155   All’offerta di uno sposo,
 il tuo core alfin cadrà.
 
    Nel bel nome di marito,
 tu rifiuti ’l dolce invito
 di un piacer che ugual non ha.
 
 SCENA VII
 
 AGARISTA, ALCESTE e BRENNO
 
 AGARISTA
160Pietà, Alceste, se mai piagarti ’l petto
 di una pupilla i dardi.
 ALCESTE
 Ma da qual ciglio è uscito
 lo stral che ti ferì? Scopri l’oggetto.
 AGARISTA
 È troppo vile.
 ALCESTE
                            E puote
165esser men che tuo servo?
 AGARISTA
 Servo ma che comanda all’alma mia.
 BRENNO
 (Chi sa ch’ella non m’ami?)
 ALCESTE
 (Ama certo Sifalce; oh gelosia!)
 Di che arrossisci?
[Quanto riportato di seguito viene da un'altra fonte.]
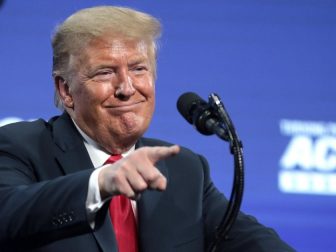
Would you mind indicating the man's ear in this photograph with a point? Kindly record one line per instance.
(63, 90)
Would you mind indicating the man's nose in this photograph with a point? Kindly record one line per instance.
(124, 88)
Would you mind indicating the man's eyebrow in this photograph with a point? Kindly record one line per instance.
(137, 60)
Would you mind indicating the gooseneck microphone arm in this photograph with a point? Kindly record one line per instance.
(212, 118)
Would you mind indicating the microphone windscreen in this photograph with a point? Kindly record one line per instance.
(185, 103)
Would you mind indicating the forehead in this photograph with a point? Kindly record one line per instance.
(115, 48)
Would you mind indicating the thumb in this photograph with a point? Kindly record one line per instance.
(161, 152)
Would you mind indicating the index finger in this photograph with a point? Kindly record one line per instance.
(161, 152)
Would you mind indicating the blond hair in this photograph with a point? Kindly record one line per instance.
(79, 29)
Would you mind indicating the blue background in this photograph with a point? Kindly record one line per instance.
(268, 60)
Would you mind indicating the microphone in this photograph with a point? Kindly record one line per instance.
(201, 114)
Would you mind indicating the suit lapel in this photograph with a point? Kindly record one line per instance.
(73, 157)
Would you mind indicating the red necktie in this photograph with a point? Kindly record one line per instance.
(123, 219)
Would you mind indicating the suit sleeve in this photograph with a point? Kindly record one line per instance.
(246, 234)
(35, 211)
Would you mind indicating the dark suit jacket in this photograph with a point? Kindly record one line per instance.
(44, 174)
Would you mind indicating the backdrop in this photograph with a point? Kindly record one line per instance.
(272, 63)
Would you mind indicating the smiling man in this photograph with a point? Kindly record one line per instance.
(87, 180)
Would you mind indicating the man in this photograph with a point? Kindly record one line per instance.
(53, 200)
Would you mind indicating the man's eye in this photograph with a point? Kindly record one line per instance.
(139, 69)
(102, 75)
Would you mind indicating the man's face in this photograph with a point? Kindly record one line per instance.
(111, 92)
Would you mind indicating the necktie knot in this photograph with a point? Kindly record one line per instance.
(113, 158)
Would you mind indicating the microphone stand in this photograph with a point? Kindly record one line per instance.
(236, 149)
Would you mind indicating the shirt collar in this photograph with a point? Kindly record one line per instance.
(97, 155)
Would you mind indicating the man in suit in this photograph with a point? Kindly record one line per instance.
(58, 189)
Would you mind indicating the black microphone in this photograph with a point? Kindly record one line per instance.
(201, 114)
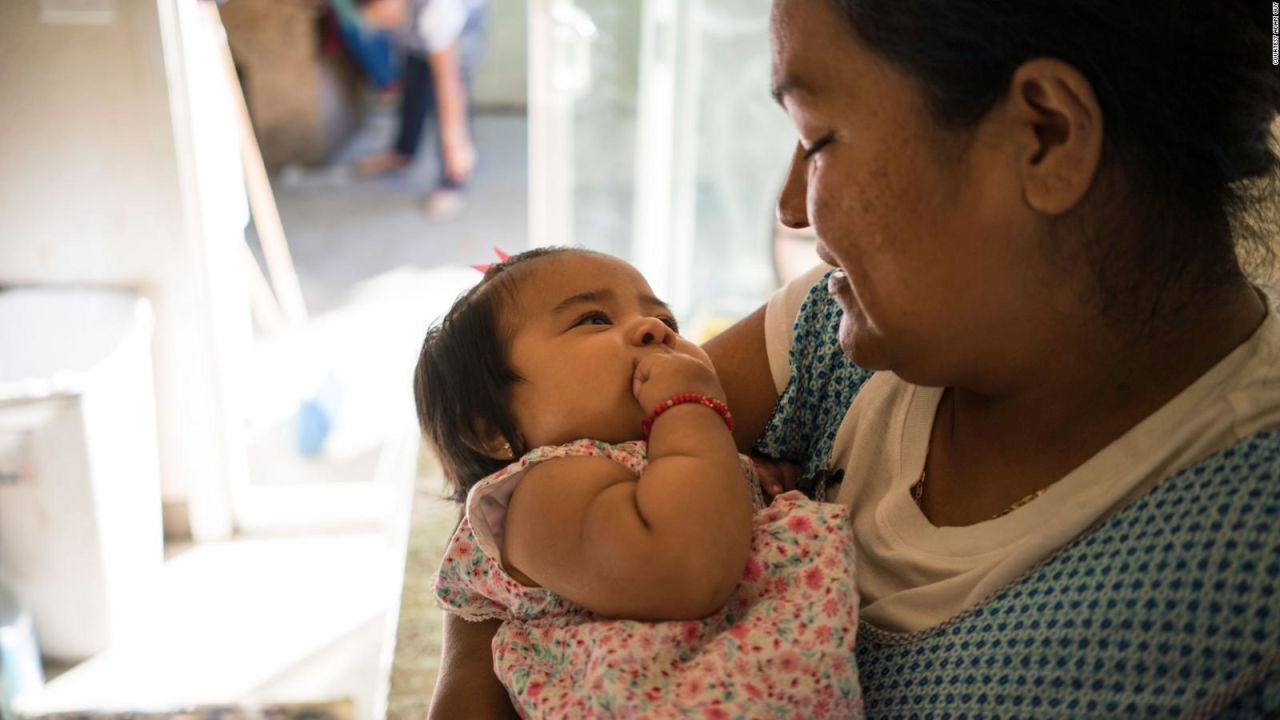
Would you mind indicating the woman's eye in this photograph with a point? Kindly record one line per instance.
(818, 145)
(593, 318)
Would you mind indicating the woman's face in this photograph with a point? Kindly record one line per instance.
(941, 259)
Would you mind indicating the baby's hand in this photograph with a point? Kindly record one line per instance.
(776, 475)
(659, 376)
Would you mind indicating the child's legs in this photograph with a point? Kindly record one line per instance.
(416, 103)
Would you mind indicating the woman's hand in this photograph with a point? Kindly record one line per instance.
(466, 686)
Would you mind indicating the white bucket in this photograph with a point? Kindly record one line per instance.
(19, 655)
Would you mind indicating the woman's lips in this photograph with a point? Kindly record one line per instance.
(837, 285)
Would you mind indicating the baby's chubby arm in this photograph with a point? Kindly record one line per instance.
(670, 546)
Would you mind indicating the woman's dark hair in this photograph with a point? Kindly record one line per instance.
(1188, 95)
(464, 377)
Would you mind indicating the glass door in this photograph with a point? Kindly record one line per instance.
(653, 137)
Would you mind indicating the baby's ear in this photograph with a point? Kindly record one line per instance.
(487, 440)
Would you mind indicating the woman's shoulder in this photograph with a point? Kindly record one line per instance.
(1168, 605)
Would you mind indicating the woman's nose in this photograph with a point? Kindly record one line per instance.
(652, 331)
(791, 203)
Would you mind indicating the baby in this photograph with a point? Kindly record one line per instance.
(609, 520)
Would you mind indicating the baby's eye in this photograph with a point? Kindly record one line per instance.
(593, 318)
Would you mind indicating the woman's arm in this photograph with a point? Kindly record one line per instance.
(466, 686)
(743, 365)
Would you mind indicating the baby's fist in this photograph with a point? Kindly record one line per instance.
(659, 376)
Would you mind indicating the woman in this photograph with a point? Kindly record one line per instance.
(1051, 388)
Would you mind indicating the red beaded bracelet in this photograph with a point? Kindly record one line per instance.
(682, 399)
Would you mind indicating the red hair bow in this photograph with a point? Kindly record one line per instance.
(502, 258)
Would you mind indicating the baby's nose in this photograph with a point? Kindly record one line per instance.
(650, 331)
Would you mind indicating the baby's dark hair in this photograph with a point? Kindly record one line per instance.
(464, 377)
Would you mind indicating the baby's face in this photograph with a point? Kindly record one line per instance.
(581, 322)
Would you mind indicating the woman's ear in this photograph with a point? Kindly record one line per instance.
(1057, 133)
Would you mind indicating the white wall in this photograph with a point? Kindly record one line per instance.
(96, 188)
(501, 80)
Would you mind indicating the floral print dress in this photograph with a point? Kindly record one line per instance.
(781, 647)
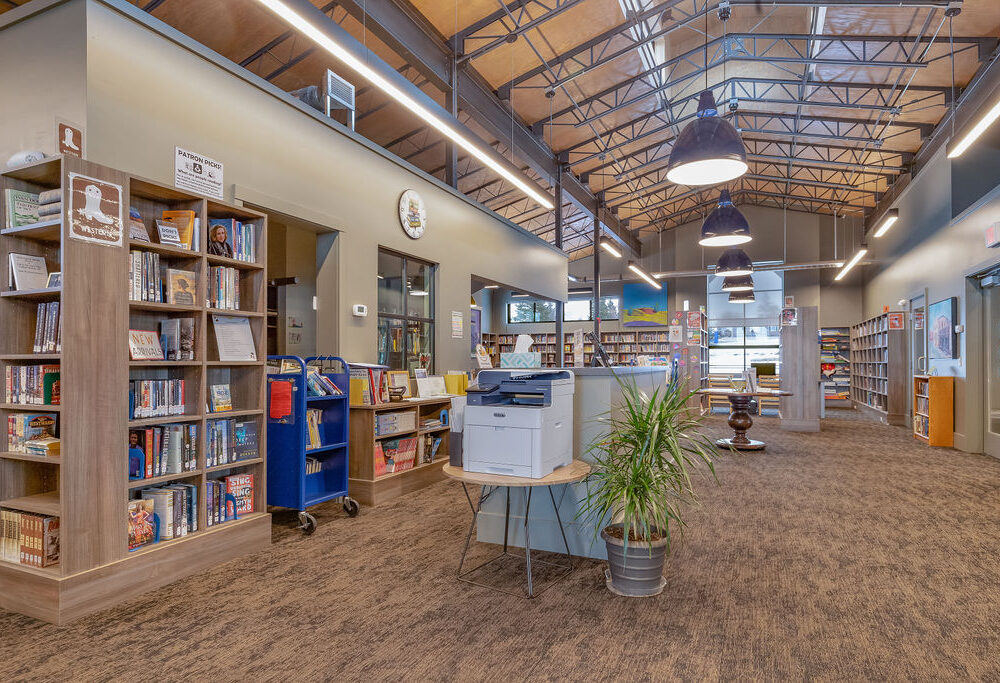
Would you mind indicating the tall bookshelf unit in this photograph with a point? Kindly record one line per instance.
(934, 410)
(87, 486)
(878, 369)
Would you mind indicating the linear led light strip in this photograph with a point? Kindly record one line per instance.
(307, 28)
(850, 264)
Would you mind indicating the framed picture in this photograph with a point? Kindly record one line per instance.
(942, 341)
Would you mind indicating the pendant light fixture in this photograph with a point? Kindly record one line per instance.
(734, 263)
(725, 226)
(738, 284)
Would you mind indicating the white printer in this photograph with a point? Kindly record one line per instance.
(519, 422)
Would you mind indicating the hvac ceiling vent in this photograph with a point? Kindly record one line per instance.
(339, 96)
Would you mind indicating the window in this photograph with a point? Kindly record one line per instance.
(405, 312)
(742, 334)
(575, 310)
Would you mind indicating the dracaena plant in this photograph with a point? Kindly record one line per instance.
(649, 453)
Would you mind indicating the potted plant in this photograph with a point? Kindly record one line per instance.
(644, 460)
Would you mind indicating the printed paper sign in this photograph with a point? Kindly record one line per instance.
(95, 211)
(196, 173)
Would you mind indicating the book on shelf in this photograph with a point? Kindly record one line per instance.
(177, 338)
(233, 338)
(30, 539)
(159, 450)
(181, 287)
(230, 238)
(230, 441)
(156, 398)
(22, 207)
(141, 523)
(144, 345)
(27, 272)
(23, 429)
(220, 399)
(32, 384)
(186, 223)
(224, 288)
(48, 329)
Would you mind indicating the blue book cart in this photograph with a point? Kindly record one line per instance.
(288, 399)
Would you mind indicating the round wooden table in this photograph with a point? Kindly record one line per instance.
(489, 484)
(739, 416)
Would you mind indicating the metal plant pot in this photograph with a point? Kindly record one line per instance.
(636, 571)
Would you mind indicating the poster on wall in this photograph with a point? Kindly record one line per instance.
(95, 211)
(476, 327)
(196, 173)
(941, 337)
(644, 306)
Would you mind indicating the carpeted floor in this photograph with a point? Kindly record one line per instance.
(850, 554)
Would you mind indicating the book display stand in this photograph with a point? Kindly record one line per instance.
(86, 487)
(300, 475)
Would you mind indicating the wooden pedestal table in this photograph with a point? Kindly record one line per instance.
(490, 484)
(739, 416)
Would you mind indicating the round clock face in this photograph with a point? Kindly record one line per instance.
(412, 214)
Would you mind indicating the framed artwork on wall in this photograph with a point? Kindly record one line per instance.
(942, 342)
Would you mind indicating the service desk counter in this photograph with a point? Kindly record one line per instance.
(596, 393)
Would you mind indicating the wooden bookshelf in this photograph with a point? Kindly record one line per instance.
(87, 486)
(363, 484)
(934, 410)
(879, 369)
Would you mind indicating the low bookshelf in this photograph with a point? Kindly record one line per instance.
(878, 369)
(934, 410)
(382, 429)
(88, 485)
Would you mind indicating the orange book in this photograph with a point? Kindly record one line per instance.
(183, 220)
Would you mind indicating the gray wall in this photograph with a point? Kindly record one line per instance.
(145, 94)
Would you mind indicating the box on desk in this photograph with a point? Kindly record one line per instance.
(529, 359)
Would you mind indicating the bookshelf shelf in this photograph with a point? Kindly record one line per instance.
(162, 479)
(43, 231)
(41, 503)
(31, 457)
(33, 294)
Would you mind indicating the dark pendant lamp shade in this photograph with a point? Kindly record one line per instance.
(709, 150)
(725, 226)
(734, 263)
(738, 284)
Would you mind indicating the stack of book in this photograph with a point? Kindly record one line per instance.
(163, 449)
(30, 539)
(32, 384)
(156, 398)
(231, 441)
(176, 505)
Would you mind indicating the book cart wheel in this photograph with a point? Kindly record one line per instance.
(308, 522)
(351, 507)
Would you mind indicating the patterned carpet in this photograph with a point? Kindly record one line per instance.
(850, 554)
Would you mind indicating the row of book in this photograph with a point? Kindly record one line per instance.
(28, 538)
(393, 423)
(230, 238)
(156, 398)
(48, 329)
(395, 455)
(224, 288)
(32, 433)
(32, 384)
(160, 450)
(230, 441)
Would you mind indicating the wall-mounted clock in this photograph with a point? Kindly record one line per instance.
(412, 214)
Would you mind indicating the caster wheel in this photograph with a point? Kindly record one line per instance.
(308, 522)
(351, 507)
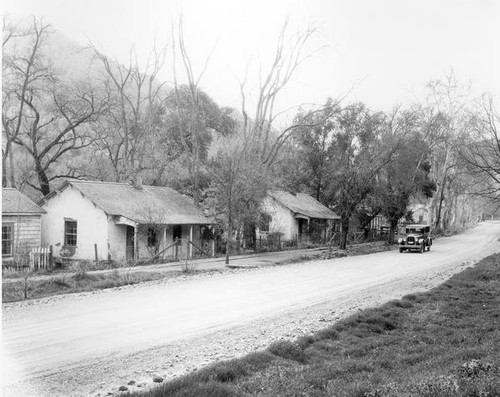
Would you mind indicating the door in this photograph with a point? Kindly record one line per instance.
(177, 232)
(130, 244)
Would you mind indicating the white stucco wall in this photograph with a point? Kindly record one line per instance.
(282, 219)
(92, 224)
(117, 238)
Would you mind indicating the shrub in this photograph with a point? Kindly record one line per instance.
(328, 333)
(210, 389)
(288, 350)
(403, 304)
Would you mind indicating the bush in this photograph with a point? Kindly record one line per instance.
(288, 350)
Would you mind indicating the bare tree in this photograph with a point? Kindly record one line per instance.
(191, 119)
(132, 124)
(20, 73)
(43, 114)
(290, 53)
(481, 153)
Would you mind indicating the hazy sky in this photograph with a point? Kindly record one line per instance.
(386, 49)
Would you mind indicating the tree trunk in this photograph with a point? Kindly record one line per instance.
(42, 178)
(440, 205)
(392, 227)
(345, 231)
(4, 173)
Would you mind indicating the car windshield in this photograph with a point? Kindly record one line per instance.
(414, 231)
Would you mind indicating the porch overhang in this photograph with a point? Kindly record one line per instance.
(301, 216)
(121, 220)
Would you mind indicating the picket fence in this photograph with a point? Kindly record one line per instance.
(40, 258)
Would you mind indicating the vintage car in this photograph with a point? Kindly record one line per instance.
(417, 238)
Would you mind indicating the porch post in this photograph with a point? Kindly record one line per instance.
(190, 246)
(136, 243)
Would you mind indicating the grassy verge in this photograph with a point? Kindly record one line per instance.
(442, 343)
(26, 288)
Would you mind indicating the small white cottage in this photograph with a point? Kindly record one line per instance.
(21, 224)
(119, 221)
(298, 216)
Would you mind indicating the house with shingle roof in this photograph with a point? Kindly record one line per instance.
(21, 224)
(298, 216)
(119, 221)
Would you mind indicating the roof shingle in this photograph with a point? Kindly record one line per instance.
(303, 204)
(151, 204)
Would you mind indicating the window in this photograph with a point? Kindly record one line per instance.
(152, 238)
(177, 232)
(70, 233)
(264, 222)
(7, 239)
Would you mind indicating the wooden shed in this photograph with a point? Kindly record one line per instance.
(21, 224)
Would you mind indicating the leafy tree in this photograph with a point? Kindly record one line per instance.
(359, 154)
(239, 185)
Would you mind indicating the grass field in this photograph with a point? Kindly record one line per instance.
(28, 288)
(442, 343)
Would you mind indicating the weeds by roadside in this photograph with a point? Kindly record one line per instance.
(441, 343)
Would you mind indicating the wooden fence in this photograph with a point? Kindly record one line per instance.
(40, 258)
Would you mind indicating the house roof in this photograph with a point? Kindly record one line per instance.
(16, 203)
(151, 204)
(303, 205)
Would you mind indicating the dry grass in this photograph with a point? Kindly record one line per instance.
(79, 282)
(442, 343)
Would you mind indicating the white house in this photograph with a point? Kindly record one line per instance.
(119, 221)
(298, 216)
(21, 224)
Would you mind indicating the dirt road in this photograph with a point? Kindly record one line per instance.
(89, 343)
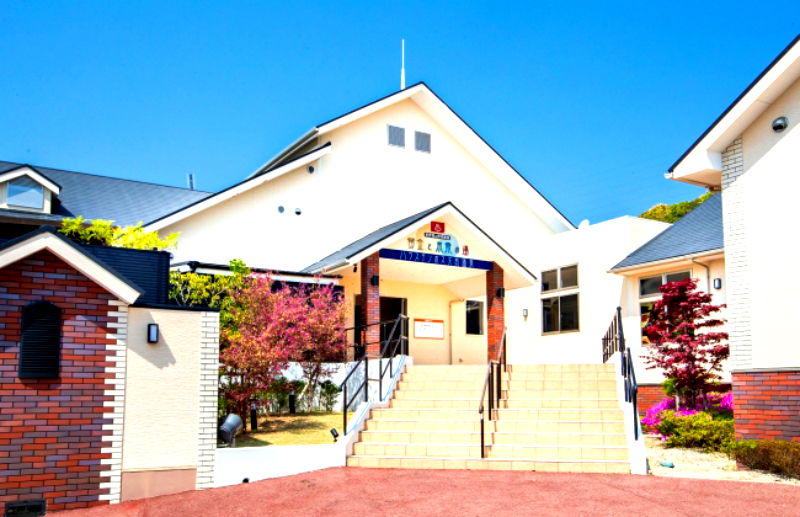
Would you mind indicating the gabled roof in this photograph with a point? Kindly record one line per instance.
(698, 232)
(101, 197)
(33, 173)
(239, 188)
(360, 248)
(46, 238)
(357, 246)
(443, 114)
(705, 154)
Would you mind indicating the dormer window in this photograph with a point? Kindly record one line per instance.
(26, 189)
(23, 192)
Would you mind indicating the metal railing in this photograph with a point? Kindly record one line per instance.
(391, 346)
(493, 387)
(614, 341)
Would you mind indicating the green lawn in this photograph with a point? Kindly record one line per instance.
(300, 429)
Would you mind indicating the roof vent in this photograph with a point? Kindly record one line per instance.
(779, 124)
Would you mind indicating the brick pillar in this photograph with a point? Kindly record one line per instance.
(494, 311)
(371, 303)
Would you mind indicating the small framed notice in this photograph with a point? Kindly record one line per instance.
(428, 329)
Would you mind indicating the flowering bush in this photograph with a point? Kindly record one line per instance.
(719, 406)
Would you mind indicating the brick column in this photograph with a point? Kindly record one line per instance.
(371, 302)
(494, 311)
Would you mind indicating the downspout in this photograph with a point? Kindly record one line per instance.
(450, 325)
(708, 273)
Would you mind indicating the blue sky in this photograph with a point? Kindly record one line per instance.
(591, 103)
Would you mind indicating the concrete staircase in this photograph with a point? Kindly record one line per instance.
(557, 418)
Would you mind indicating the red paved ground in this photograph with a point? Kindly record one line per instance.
(377, 492)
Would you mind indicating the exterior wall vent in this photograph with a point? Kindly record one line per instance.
(397, 136)
(422, 141)
(40, 343)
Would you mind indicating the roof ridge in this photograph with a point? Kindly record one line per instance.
(17, 164)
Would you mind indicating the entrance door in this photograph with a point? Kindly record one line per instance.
(391, 308)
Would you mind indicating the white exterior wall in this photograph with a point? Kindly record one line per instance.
(631, 313)
(596, 249)
(759, 203)
(361, 185)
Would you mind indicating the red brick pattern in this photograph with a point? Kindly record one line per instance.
(767, 405)
(51, 430)
(494, 310)
(371, 302)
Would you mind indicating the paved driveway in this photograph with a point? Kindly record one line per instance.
(350, 491)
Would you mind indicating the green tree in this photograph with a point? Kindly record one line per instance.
(672, 213)
(104, 233)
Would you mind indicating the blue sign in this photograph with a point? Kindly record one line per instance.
(430, 258)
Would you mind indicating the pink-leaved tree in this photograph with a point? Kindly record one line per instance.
(271, 326)
(683, 343)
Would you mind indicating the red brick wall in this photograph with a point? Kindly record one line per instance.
(371, 302)
(51, 430)
(494, 310)
(767, 405)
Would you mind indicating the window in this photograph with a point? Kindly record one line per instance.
(40, 344)
(397, 136)
(422, 141)
(650, 285)
(474, 317)
(24, 192)
(560, 313)
(561, 278)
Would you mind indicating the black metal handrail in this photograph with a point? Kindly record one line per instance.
(614, 341)
(493, 386)
(384, 345)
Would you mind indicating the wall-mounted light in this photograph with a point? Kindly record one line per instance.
(779, 124)
(152, 332)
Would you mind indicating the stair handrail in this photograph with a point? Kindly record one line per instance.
(613, 342)
(492, 385)
(384, 345)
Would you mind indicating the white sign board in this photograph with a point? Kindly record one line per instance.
(428, 329)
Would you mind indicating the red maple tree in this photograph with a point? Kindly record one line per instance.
(682, 343)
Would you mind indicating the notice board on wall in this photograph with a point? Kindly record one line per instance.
(428, 329)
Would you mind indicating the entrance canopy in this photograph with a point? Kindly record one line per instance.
(438, 246)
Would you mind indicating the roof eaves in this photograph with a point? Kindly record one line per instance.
(735, 102)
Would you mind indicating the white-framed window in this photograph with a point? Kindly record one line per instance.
(650, 285)
(560, 300)
(474, 314)
(397, 136)
(23, 192)
(560, 278)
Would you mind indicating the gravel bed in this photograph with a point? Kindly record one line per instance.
(693, 463)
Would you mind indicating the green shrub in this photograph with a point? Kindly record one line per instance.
(328, 392)
(696, 430)
(778, 456)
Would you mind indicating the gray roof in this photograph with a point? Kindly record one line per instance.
(355, 247)
(101, 197)
(698, 231)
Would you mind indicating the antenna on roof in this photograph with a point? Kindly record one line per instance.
(402, 64)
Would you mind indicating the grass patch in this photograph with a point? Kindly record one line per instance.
(300, 429)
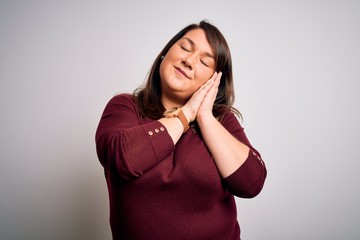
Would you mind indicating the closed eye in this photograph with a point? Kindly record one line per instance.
(204, 63)
(183, 48)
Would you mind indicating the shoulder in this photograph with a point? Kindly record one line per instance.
(122, 100)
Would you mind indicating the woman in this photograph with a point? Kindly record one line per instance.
(174, 152)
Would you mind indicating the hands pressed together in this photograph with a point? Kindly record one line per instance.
(202, 101)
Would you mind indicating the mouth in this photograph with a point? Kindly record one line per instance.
(182, 72)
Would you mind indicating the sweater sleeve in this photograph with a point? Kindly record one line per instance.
(125, 147)
(248, 180)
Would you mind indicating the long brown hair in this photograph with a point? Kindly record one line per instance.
(148, 96)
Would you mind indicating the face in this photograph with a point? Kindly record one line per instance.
(188, 64)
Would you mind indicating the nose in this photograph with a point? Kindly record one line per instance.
(189, 61)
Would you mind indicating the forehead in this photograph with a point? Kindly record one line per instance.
(198, 37)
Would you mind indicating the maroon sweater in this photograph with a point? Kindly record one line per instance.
(159, 190)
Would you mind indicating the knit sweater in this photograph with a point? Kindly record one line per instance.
(159, 190)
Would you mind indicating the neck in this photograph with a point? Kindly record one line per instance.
(171, 102)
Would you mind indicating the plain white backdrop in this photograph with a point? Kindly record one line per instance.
(296, 68)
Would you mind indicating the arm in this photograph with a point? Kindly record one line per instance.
(125, 146)
(239, 164)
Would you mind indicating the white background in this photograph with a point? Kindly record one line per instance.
(296, 68)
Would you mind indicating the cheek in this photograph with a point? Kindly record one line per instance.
(204, 75)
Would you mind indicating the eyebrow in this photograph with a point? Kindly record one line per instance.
(193, 44)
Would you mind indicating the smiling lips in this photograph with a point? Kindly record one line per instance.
(182, 72)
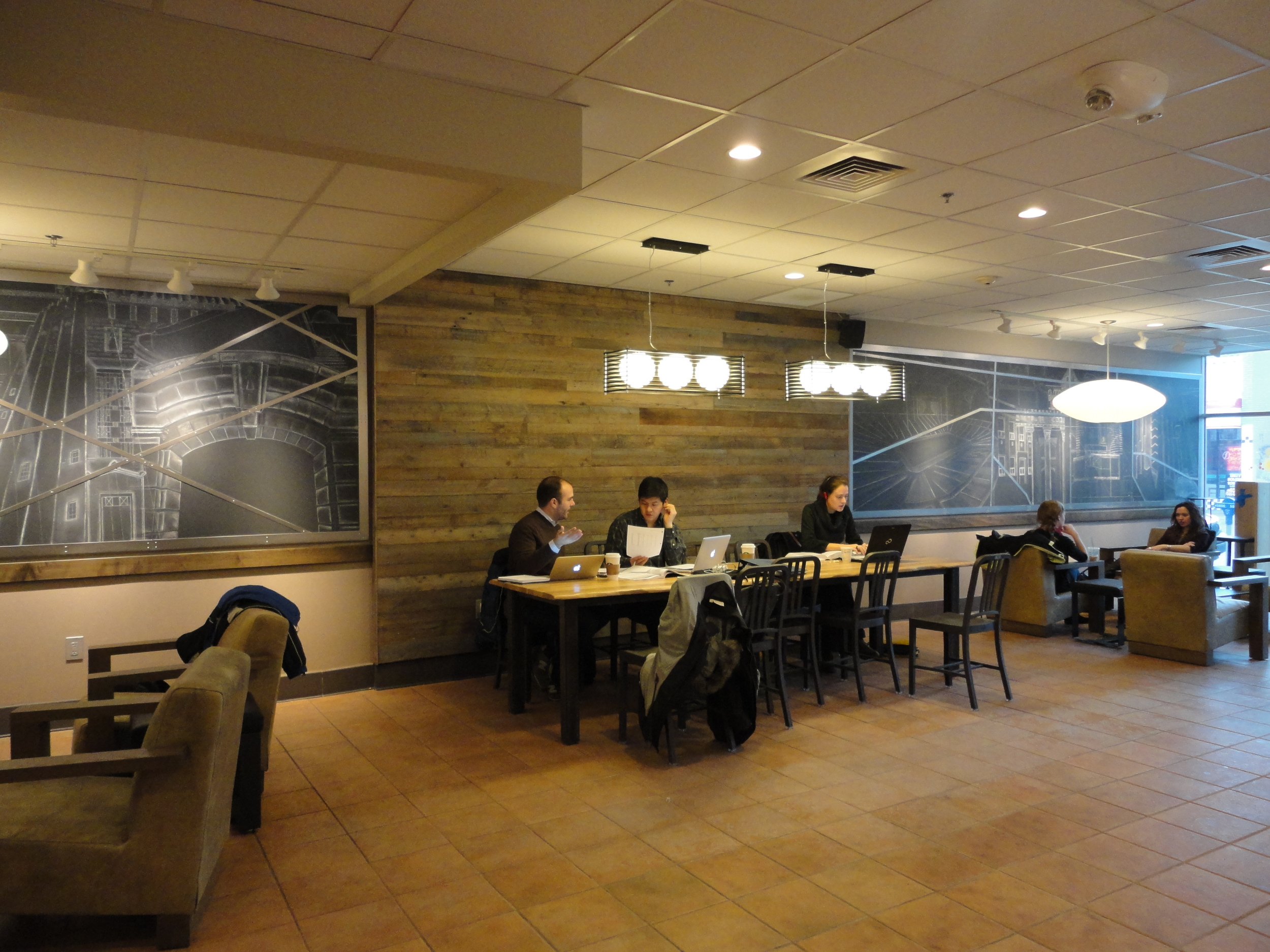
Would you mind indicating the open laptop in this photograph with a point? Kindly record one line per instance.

Ergi nel cielo i lumi;
170vedrai lo stesso Giove
 arder per bassi oggetti.
 AGARISTA
 Se scopro il bel che adoro,
 fé mi giuri?
 ALCESTE
                         Ed aita.
 AGARISTA
                                          Amo Armidoro.
 BRENNO
 (Non ho colpito al segno).
 ALCESTE
175(Armidoro, il pittor!)
 AGARISTA
                                          Fu il suo pennello
 strale che mi ha ferita.
 ALCESTE
                                            (Il cor respira).
 Ei lo sa?
 AGARISTA
                   Tolga il cielo
 ch’ei sappia mai la mia viltate.
 ALCESTE
                                                          E forse
 anch’ei per te sospira.
 AGARISTA
                                           Ah, se sì audace
180mai lo credessi!
 ALCESTE
                                Il soffriresti in pace.
 Troppo è dolce al desio
 il vedersi adorar da chi s’adora.
 BRENNO
 Se l’ami tu, lascia ch’ei t’ami ancora.
 AGARISTA
 Inutili consigli, or che mi sforza
185agl’imenei vicini il genitore.
 ALCESTE
 Nascon da un solo istante
 non attesi accidenti.
 AGARISTA
                                        Amor m’aiti.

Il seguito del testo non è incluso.